What is Mazda G-Vectoring Control Plus

Mazda introduced North American consumers to G-Vectoring Control in the 2017 Mazda6, and debuted G-Vectoring Control Plus in the 2019 Mazda3 and Mazda CX-5. Today, most Mazdas have the technology.

How Does Mazda G-Vectoring Control Work?

Mazda G-Vectoring Control responds to steering input and adjusts engine torque to manage the effects of lateral, longitudinal, and vertical forces on a vehicle’s ride and handling as it turns. By adjusting engine torque in response to the steering, Mazda is able to shift weight on the vehicle’s suspension depending on the requirements of the situation. 

As a driver or a passenger, you are not aware of G-Vectoring Control as it works. Rather, Mazda’s intent is to enhance your driving or riding pleasure without making system operation obvious.

To illustrate, imagine you’re driving on a country road and there is curve up ahead that doesn’t require braking input. When you turn the steering wheel to enter the curve, G-Vectoring Control instantly adjusts engine torque to cause a subtle shift of weight onto the front wheels, improving cornering response and making the vehicle feel better balanced and more natural to the driver and the passengers.

In the middle of the curve, as the driver holds a consistent steering position, G-Vectoring Control reassesses engine torque requirements and adjusts it to shift weight onto the rear wheels.

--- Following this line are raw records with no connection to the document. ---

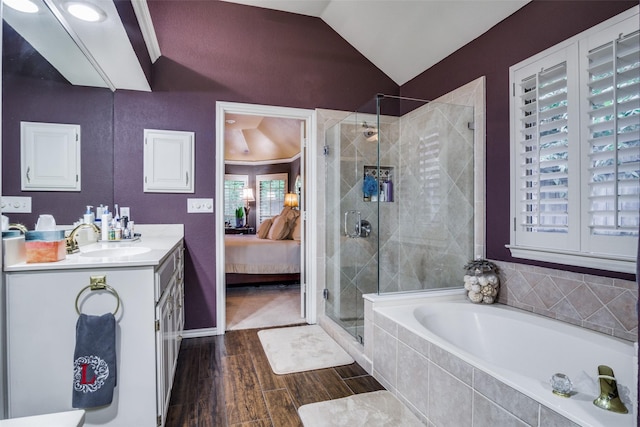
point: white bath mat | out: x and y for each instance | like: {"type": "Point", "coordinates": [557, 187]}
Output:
{"type": "Point", "coordinates": [301, 348]}
{"type": "Point", "coordinates": [375, 409]}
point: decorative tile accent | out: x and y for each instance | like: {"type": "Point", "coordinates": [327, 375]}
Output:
{"type": "Point", "coordinates": [599, 303]}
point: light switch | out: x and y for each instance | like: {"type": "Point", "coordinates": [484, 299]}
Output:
{"type": "Point", "coordinates": [15, 204]}
{"type": "Point", "coordinates": [199, 205]}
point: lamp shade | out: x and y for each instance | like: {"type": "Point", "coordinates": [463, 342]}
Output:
{"type": "Point", "coordinates": [247, 195]}
{"type": "Point", "coordinates": [291, 200]}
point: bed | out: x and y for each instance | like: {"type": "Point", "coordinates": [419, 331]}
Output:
{"type": "Point", "coordinates": [249, 259]}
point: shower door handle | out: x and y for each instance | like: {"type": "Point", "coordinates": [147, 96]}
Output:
{"type": "Point", "coordinates": [352, 226]}
{"type": "Point", "coordinates": [355, 226]}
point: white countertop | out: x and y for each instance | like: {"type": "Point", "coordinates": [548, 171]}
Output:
{"type": "Point", "coordinates": [59, 419]}
{"type": "Point", "coordinates": [160, 238]}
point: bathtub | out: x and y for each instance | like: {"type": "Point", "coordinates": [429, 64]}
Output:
{"type": "Point", "coordinates": [516, 348]}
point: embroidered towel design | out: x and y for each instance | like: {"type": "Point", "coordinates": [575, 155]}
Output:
{"type": "Point", "coordinates": [94, 365]}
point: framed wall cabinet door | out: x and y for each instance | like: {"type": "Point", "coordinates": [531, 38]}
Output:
{"type": "Point", "coordinates": [50, 157]}
{"type": "Point", "coordinates": [168, 161]}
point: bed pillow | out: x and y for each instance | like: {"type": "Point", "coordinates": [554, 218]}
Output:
{"type": "Point", "coordinates": [279, 229]}
{"type": "Point", "coordinates": [263, 230]}
{"type": "Point", "coordinates": [296, 233]}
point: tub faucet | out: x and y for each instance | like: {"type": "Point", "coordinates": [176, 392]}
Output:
{"type": "Point", "coordinates": [609, 398]}
{"type": "Point", "coordinates": [20, 227]}
{"type": "Point", "coordinates": [72, 244]}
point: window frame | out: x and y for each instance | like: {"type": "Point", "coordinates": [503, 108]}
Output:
{"type": "Point", "coordinates": [260, 218]}
{"type": "Point", "coordinates": [578, 247]}
{"type": "Point", "coordinates": [230, 217]}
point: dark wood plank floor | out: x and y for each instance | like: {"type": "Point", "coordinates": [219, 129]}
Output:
{"type": "Point", "coordinates": [226, 380]}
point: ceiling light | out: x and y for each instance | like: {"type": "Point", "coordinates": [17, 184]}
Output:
{"type": "Point", "coordinates": [26, 6]}
{"type": "Point", "coordinates": [85, 11]}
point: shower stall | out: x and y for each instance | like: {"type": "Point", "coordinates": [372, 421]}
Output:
{"type": "Point", "coordinates": [399, 202]}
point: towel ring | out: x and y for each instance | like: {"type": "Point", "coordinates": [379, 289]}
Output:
{"type": "Point", "coordinates": [99, 283]}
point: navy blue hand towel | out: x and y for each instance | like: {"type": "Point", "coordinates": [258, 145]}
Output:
{"type": "Point", "coordinates": [94, 361]}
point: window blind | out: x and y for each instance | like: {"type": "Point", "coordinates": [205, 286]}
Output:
{"type": "Point", "coordinates": [544, 155]}
{"type": "Point", "coordinates": [271, 191]}
{"type": "Point", "coordinates": [614, 136]}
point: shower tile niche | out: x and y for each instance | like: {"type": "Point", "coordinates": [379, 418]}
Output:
{"type": "Point", "coordinates": [383, 177]}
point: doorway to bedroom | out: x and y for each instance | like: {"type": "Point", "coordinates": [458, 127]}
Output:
{"type": "Point", "coordinates": [261, 207]}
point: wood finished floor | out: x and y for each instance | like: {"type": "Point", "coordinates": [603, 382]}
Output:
{"type": "Point", "coordinates": [226, 380]}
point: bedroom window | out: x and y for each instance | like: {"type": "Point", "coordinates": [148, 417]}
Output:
{"type": "Point", "coordinates": [575, 138]}
{"type": "Point", "coordinates": [233, 185]}
{"type": "Point", "coordinates": [271, 191]}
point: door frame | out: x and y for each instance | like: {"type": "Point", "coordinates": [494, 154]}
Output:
{"type": "Point", "coordinates": [309, 215]}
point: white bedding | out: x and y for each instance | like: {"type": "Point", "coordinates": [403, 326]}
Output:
{"type": "Point", "coordinates": [247, 254]}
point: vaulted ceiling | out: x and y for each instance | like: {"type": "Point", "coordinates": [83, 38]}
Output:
{"type": "Point", "coordinates": [402, 38]}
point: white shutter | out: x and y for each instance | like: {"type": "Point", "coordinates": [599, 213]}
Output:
{"type": "Point", "coordinates": [575, 160]}
{"type": "Point", "coordinates": [614, 143]}
{"type": "Point", "coordinates": [270, 197]}
{"type": "Point", "coordinates": [546, 164]}
{"type": "Point", "coordinates": [611, 62]}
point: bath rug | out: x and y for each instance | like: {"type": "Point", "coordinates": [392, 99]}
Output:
{"type": "Point", "coordinates": [375, 409]}
{"type": "Point", "coordinates": [301, 348]}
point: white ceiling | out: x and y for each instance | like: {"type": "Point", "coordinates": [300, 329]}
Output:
{"type": "Point", "coordinates": [402, 38]}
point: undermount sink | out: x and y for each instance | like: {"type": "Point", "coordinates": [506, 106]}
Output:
{"type": "Point", "coordinates": [116, 252]}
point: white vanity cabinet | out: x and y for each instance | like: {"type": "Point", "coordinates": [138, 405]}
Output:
{"type": "Point", "coordinates": [169, 325]}
{"type": "Point", "coordinates": [41, 321]}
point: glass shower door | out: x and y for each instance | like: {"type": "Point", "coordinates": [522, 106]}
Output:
{"type": "Point", "coordinates": [351, 221]}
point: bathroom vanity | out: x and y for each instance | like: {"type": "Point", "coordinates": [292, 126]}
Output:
{"type": "Point", "coordinates": [145, 278]}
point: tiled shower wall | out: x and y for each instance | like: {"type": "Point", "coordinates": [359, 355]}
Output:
{"type": "Point", "coordinates": [599, 303]}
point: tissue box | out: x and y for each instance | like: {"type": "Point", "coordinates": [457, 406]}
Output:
{"type": "Point", "coordinates": [45, 246]}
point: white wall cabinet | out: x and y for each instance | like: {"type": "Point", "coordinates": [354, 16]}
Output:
{"type": "Point", "coordinates": [41, 319]}
{"type": "Point", "coordinates": [168, 161]}
{"type": "Point", "coordinates": [50, 157]}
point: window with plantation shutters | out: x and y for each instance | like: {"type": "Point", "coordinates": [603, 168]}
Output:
{"type": "Point", "coordinates": [614, 136]}
{"type": "Point", "coordinates": [270, 197]}
{"type": "Point", "coordinates": [233, 185]}
{"type": "Point", "coordinates": [575, 133]}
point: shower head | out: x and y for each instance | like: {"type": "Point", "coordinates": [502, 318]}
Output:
{"type": "Point", "coordinates": [370, 132]}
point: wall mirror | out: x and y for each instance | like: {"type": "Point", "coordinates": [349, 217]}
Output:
{"type": "Point", "coordinates": [37, 87]}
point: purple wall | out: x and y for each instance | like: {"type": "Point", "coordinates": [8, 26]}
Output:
{"type": "Point", "coordinates": [27, 99]}
{"type": "Point", "coordinates": [491, 55]}
{"type": "Point", "coordinates": [218, 51]}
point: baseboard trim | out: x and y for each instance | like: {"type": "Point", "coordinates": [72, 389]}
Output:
{"type": "Point", "coordinates": [204, 332]}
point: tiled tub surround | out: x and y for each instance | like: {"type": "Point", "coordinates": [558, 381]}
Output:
{"type": "Point", "coordinates": [425, 369]}
{"type": "Point", "coordinates": [600, 303]}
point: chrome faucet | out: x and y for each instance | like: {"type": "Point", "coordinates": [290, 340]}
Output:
{"type": "Point", "coordinates": [15, 226]}
{"type": "Point", "coordinates": [72, 244]}
{"type": "Point", "coordinates": [609, 398]}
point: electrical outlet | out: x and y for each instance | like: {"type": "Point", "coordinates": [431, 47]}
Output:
{"type": "Point", "coordinates": [199, 205]}
{"type": "Point", "coordinates": [15, 204]}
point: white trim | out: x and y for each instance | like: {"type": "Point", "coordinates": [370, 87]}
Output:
{"type": "Point", "coordinates": [579, 259]}
{"type": "Point", "coordinates": [262, 162]}
{"type": "Point", "coordinates": [309, 116]}
{"type": "Point", "coordinates": [141, 9]}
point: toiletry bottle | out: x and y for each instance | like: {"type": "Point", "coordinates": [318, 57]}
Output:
{"type": "Point", "coordinates": [106, 221]}
{"type": "Point", "coordinates": [89, 217]}
{"type": "Point", "coordinates": [99, 212]}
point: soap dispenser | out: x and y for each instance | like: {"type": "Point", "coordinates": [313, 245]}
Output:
{"type": "Point", "coordinates": [89, 216]}
{"type": "Point", "coordinates": [106, 221]}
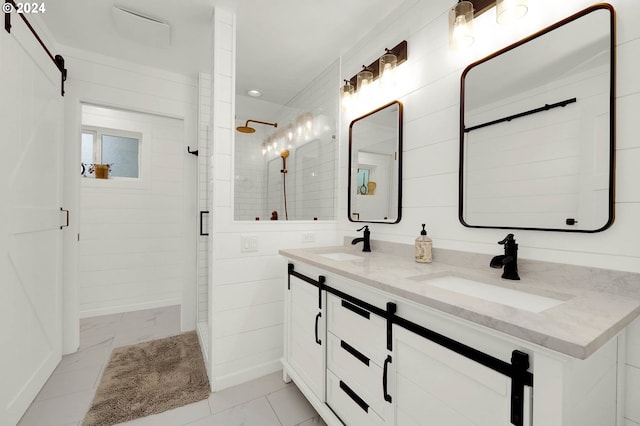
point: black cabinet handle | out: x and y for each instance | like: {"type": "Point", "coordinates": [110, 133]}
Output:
{"type": "Point", "coordinates": [353, 351]}
{"type": "Point", "coordinates": [356, 309]}
{"type": "Point", "coordinates": [202, 212]}
{"type": "Point", "coordinates": [354, 396]}
{"type": "Point", "coordinates": [385, 370]}
{"type": "Point", "coordinates": [318, 341]}
{"type": "Point", "coordinates": [67, 222]}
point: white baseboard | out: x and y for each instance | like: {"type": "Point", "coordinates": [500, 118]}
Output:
{"type": "Point", "coordinates": [108, 310]}
{"type": "Point", "coordinates": [246, 375]}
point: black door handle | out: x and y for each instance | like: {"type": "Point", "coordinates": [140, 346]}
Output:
{"type": "Point", "coordinates": [202, 212]}
{"type": "Point", "coordinates": [318, 341]}
{"type": "Point", "coordinates": [385, 370]}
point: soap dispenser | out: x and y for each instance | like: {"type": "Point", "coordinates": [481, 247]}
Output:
{"type": "Point", "coordinates": [423, 247]}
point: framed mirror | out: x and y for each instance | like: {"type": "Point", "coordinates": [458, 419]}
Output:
{"type": "Point", "coordinates": [375, 165]}
{"type": "Point", "coordinates": [537, 130]}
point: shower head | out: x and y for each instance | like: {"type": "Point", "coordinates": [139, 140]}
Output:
{"type": "Point", "coordinates": [247, 129]}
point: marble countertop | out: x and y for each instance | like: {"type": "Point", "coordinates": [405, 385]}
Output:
{"type": "Point", "coordinates": [597, 303]}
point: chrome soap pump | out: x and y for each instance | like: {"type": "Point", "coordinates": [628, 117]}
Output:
{"type": "Point", "coordinates": [423, 247]}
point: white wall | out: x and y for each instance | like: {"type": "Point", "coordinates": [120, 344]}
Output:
{"type": "Point", "coordinates": [246, 289]}
{"type": "Point", "coordinates": [99, 80]}
{"type": "Point", "coordinates": [132, 231]}
{"type": "Point", "coordinates": [429, 89]}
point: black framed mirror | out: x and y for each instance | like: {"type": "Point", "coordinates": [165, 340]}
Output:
{"type": "Point", "coordinates": [537, 127]}
{"type": "Point", "coordinates": [375, 166]}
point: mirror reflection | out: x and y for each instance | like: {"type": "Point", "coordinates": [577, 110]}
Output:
{"type": "Point", "coordinates": [285, 155]}
{"type": "Point", "coordinates": [375, 165]}
{"type": "Point", "coordinates": [537, 130]}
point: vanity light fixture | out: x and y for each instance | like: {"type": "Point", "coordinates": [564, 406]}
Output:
{"type": "Point", "coordinates": [461, 18]}
{"type": "Point", "coordinates": [364, 78]}
{"type": "Point", "coordinates": [508, 11]}
{"type": "Point", "coordinates": [388, 63]}
{"type": "Point", "coordinates": [346, 95]}
{"type": "Point", "coordinates": [372, 72]}
{"type": "Point", "coordinates": [461, 25]}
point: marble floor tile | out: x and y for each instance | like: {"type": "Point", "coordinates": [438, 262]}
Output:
{"type": "Point", "coordinates": [314, 421]}
{"type": "Point", "coordinates": [63, 410]}
{"type": "Point", "coordinates": [177, 416]}
{"type": "Point", "coordinates": [67, 395]}
{"type": "Point", "coordinates": [236, 395]}
{"type": "Point", "coordinates": [65, 383]}
{"type": "Point", "coordinates": [291, 406]}
{"type": "Point", "coordinates": [254, 413]}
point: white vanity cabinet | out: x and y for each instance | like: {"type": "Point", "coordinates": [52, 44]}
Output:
{"type": "Point", "coordinates": [386, 360]}
{"type": "Point", "coordinates": [357, 363]}
{"type": "Point", "coordinates": [305, 333]}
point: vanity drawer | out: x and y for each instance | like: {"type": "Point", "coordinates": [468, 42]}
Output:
{"type": "Point", "coordinates": [363, 375]}
{"type": "Point", "coordinates": [352, 409]}
{"type": "Point", "coordinates": [362, 329]}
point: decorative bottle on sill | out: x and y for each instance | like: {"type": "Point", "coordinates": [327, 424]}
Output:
{"type": "Point", "coordinates": [423, 247]}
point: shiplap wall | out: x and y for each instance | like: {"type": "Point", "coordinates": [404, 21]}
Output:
{"type": "Point", "coordinates": [203, 260]}
{"type": "Point", "coordinates": [99, 80]}
{"type": "Point", "coordinates": [132, 234]}
{"type": "Point", "coordinates": [429, 88]}
{"type": "Point", "coordinates": [505, 183]}
{"type": "Point", "coordinates": [246, 289]}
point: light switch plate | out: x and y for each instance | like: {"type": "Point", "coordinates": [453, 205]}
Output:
{"type": "Point", "coordinates": [248, 243]}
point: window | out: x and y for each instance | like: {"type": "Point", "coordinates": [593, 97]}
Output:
{"type": "Point", "coordinates": [119, 149]}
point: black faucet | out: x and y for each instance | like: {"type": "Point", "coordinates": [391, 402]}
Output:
{"type": "Point", "coordinates": [509, 260]}
{"type": "Point", "coordinates": [366, 239]}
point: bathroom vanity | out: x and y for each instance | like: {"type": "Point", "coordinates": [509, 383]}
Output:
{"type": "Point", "coordinates": [377, 339]}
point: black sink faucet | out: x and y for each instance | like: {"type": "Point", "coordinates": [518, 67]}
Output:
{"type": "Point", "coordinates": [366, 239]}
{"type": "Point", "coordinates": [508, 261]}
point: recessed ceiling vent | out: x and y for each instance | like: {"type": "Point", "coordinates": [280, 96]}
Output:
{"type": "Point", "coordinates": [141, 28]}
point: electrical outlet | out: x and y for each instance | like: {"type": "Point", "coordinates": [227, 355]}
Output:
{"type": "Point", "coordinates": [248, 243]}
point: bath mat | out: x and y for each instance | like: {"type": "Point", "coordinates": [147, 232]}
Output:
{"type": "Point", "coordinates": [149, 378]}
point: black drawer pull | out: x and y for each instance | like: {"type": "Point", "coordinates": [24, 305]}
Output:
{"type": "Point", "coordinates": [202, 213]}
{"type": "Point", "coordinates": [385, 370]}
{"type": "Point", "coordinates": [353, 351]}
{"type": "Point", "coordinates": [358, 310]}
{"type": "Point", "coordinates": [318, 341]}
{"type": "Point", "coordinates": [354, 396]}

This makes the vehicle feel more stable through the curve and when accelerating out of it.

How Does Mazda G-Vectoring Control Plus Work?

Mazda upgraded this technology starting with the 2019 Mazda3 and Mazda CX-5, adding a “Plus” to the system’s name. Mazda G-Vectoring Control Plus adds subtle and momentary braking to the equation with the goal of better stabilizing the vehicle as it exits a curve or corner.

When the driver straightens the steering after turning the vehicle, G-Vectoring Control Plus applies light, subtle braking only to the front wheel on the side opposite of the direction of the curve or corner. In other words, if the driver steered left, G-Vectoring Control Plus would apply braking to the right front wheel as the vehicle exits the turn. This helps to reduce some of the weight transfer to the rear wheels, making the car feel more stable and natural to the driver and passengers.

Mazda says G-Vectoring Control Plus also works during lane changes and when driving on slippery surfaces during rain and snowstorms.

Which Mazda Models have G-Vectoring Control?

For the 2020 model year, all Mazdas have G-Vectoring Control except for the MX-5 Miata, which requires no artificial sweeteners. Not only that, G-Vectoring Control Plus is standard on all other 2020 Mazda models except for the small CX-3 crossover, which uses the original version of G-Vectoring Control.

If you or someone you know suffers from motion sickness while in a vehicle, a modern Mazda might help to lessen the problem. For everyone else, Mazda G-Vectoring Control Plus aims to put an even wider smile on a driver’s face while making passengers feel safe and secure.

The information in this article is from Mazda. It was accurate as of May 6, 2020 but may have changed since that date.